Outre ces nouvelles infrastructures IT qui remplaceront les sites de télécommunications tels que nous les connaissons. Actuellement, la question du coût du déploiement des infrastructures 5G en zones urbaines doit être soulevée en raison de la nécessité d’un maillage très serré de micro-cellules. Il sera nécessaire de garantir le traitement correct des services offerts et de garantir la qualité. Cela représentera un investissement important et tous les efforts doivent être faits pour minimiser les coûts d’installation en profitant des infrastructures urbaines déjà existantes (pylônes, lampadaires, etc.) ainsi que de la consommation d’énergie inhérente à son fonctionnement.

* Réseau d’accès radio

Réseaux ‘Smart grid’ vus par Airbus

Airbus, par l’intermédiaire de Jean-Marc Alberola, ‘group energy strategy leader’, a montré comment de grands sites industriels s’inspirent des projets de villes intelligentes : cinq projets pilotes de smart grid ont été définis. De telles initiatives doivent être de type rupture car « les améliorations incrémentales sont inefficaces. En termes de protection de l’environnement, ‘nous devons inventer de nouveaux modèles dans une économie circulaire’ et ‘toutes les briques disposées sur les projets doivent être standardisées' ».

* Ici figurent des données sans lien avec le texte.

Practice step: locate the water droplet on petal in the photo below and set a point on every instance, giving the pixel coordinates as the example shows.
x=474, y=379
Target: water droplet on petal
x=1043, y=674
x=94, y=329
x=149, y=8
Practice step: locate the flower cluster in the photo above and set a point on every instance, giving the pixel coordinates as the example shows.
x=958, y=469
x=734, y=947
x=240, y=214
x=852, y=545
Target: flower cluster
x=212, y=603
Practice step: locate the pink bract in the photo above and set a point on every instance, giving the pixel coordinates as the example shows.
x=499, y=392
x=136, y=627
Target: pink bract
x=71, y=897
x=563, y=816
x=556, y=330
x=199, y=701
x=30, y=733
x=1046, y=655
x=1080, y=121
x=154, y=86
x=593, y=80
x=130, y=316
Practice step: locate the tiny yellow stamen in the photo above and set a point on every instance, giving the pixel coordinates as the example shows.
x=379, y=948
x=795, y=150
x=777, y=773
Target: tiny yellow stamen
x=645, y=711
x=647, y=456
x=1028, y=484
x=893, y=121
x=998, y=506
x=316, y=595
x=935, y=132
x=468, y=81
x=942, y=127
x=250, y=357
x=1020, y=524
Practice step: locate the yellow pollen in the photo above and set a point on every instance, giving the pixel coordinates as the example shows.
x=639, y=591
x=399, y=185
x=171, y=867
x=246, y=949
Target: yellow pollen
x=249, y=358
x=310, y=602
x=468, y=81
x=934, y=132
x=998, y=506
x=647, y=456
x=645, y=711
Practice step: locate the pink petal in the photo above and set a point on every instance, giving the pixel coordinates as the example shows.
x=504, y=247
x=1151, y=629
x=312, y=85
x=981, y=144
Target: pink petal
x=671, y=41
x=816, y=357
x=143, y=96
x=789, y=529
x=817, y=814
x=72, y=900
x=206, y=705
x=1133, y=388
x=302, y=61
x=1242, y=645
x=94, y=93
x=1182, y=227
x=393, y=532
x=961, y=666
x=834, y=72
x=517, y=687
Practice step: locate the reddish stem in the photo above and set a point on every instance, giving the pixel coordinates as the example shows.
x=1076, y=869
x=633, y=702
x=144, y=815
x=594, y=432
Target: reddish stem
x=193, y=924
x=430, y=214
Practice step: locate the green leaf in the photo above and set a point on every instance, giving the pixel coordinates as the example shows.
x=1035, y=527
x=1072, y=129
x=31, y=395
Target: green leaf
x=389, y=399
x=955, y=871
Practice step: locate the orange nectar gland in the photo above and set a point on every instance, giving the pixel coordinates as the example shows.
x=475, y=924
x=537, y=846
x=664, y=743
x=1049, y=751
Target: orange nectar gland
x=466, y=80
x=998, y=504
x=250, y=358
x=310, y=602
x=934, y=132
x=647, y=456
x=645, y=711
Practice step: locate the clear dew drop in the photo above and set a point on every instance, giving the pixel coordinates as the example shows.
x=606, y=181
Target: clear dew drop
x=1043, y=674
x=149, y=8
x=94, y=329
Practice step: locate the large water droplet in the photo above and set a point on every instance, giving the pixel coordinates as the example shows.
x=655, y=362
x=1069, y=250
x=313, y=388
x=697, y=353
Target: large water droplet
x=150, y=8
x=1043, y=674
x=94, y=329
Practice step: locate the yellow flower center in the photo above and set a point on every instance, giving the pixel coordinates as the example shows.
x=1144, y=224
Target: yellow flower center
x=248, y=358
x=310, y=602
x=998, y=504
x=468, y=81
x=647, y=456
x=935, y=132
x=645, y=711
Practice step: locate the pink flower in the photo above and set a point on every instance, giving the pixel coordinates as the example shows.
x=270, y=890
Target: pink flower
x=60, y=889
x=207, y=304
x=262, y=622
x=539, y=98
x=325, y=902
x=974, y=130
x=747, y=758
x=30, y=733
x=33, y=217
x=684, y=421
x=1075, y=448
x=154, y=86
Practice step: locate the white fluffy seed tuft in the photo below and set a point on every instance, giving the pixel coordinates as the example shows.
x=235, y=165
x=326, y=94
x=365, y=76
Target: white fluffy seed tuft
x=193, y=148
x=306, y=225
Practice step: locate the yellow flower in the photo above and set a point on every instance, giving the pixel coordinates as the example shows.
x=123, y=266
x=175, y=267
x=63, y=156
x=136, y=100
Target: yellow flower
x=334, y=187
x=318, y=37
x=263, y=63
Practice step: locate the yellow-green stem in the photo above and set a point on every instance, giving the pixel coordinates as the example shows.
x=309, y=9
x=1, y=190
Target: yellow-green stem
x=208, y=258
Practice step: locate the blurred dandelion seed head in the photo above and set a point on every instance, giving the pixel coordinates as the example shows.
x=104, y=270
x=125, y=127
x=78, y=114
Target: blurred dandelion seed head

Intelligence Artificielle (IA) dans les réseaux d’utilité

Arnaud de Moissac, co-fondateur de DCBrain, une start-up spécialisée dans l’IA pour les réseaux de flux, a souligné que les données dans les villes sont devenues essentielles pour soutenir les performances, notamment dans le domaine de l’énergie, et pour optimiser les coûts des infrastructures. Les acteurs cibles des applications d’IA sont confirmés pour être les réseaux physiques utilitaires (chaleur, gaz, eau, électricité …), ou les réseaux de chaîne d’approvisionnement. « Compte tenu de l’hétérogénéité des données, la standardisation est plus que jamais nécessaire pour des déploiements massifs », a-t-il déclaré.

Traitement en fin de vie dans le monde des technologies de l’information et de la communication (TIC)

Le traitement des déchets des TIC a été largement présenté par Gilles Dretsch (Orange) sur la base des propositions de l’ADEME et de la première norme mondiale en la matière, la norme européenne ETSI EN 305 174-8.

Câblage en fibre optique (FTTH) et en cuivre (xDSL)

Les avantages du câblage en fibre optique ont été présentés par Philippe Bolle (Skylane Optics).

L’infrastructure de câblage dans les colonnes techniques des bâtiments, y compris l’installation, a été décrite par Olivier Bouffant (Orange), non seulement pour le FTTH (fibre jusqu’au domicile) mais aussi pour le câblage xDSL et coaxial.

Surveillance vidéo IP

Un système de surveillance vidéo IP pouvant être déployé sur les réseaux coaxiaux existants a été introduit avec une démonstration. Ce système permet l’alimentation à distance des dispositifs terminaux par ce réseau coaxial.